He was admitted to the hospital to evaluate his deterioration in September 2010.
Upon admission, he had dysarthria, stuttering, and bilateral dystonic movements in the limbs, which were worse on the right side. Neurological examination showed mild motor impairment, brisk deep tendon reflexes, and extensor plantar responses, mainly on the right leg. His speech disturbance and dystonia had peculiar fluctuations with intermittent worsening without change of alertness lasting from several minutes to an hour, and occurring many times a day (Additional file 1). At times, he became almost anarthric and unable to move the affected parts with stiffening. In general, his neurological condition progressively deteriorated with the above mentioned intermittent worsening during his hospital stay. Blood and urine studies showed good compliance for his medication (serum copper was 16.5 ug/dL and 24 hour urine copper was 613 ug/day). Brain MRI was done after we confirmed above neurologic findings and showed high signal intensity lesions on the bilateral paramedian superior frontal gyri as well as on the basal ganglia, thalamus, and brain stem on T2, Flare, and DWI. Contrast enhancement was present on the left superior frontal gyrus (see Figure 1A).

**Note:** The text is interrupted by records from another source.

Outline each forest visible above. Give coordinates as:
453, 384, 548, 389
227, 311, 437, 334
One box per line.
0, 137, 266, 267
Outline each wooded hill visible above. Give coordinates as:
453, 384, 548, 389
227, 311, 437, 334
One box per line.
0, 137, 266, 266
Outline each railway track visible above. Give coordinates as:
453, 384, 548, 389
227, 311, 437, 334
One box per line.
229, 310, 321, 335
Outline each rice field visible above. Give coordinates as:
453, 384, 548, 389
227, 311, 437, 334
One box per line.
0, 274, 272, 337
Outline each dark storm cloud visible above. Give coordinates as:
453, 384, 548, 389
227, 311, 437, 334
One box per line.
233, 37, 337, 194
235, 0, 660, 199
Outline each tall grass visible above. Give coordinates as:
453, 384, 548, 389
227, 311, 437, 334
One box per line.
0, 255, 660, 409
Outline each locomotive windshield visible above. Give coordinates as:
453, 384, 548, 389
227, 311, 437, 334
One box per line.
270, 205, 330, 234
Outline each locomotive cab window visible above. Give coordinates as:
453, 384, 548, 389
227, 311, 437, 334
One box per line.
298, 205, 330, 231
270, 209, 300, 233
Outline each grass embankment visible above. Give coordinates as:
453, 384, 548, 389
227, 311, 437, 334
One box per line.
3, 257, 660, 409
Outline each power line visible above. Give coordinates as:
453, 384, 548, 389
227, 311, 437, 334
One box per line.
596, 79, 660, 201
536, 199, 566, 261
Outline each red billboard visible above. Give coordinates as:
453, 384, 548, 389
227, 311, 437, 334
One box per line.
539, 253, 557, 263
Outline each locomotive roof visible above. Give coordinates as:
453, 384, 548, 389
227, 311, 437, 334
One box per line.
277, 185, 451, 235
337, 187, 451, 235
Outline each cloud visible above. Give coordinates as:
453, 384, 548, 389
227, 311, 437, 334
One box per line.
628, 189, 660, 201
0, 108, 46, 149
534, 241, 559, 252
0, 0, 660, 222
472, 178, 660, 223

The change of MRI over time (A) MRI before the treatment with antiepileptics after admission shows high signal intensity on both paramedian superior frontal gyri, both basal ganglia and thalamus in the FLARE image, and cortical enhancement on the left superior frontal gyrus in the T1 enhanced image. (B) Cortical enhancement of left superior frontal gyrus resolved at 1 month after treatment with the antiepileptics.
Video EEG monitoring showed multiple episodes of stiffening of the right arm followed by dystonic then rhythmic tremor of the right leg, which correlated with the left frontal rhythmic delta activity (Additional file 2). Levetiracetam 2500 mg and Trileptal 1200 mg markedly improved his neurological symptoms. Upon brain MRI, cortical enhancement almost disappeared one month after antiepileptic medications (see Figure 1B).
Conclusions
This case presented unusual epileptic neurological deterioration in WD. Flutuating deterioration of focal neurologic deficit during decupuration can be mistaken as a part of dystonia in WD because dystonia is usually aggravated on action and it is rather common in WD. However, fluctuating symptoms suggested seizures in this case. Seizure should be considered as one of the causes of neurologic deterioration in WD.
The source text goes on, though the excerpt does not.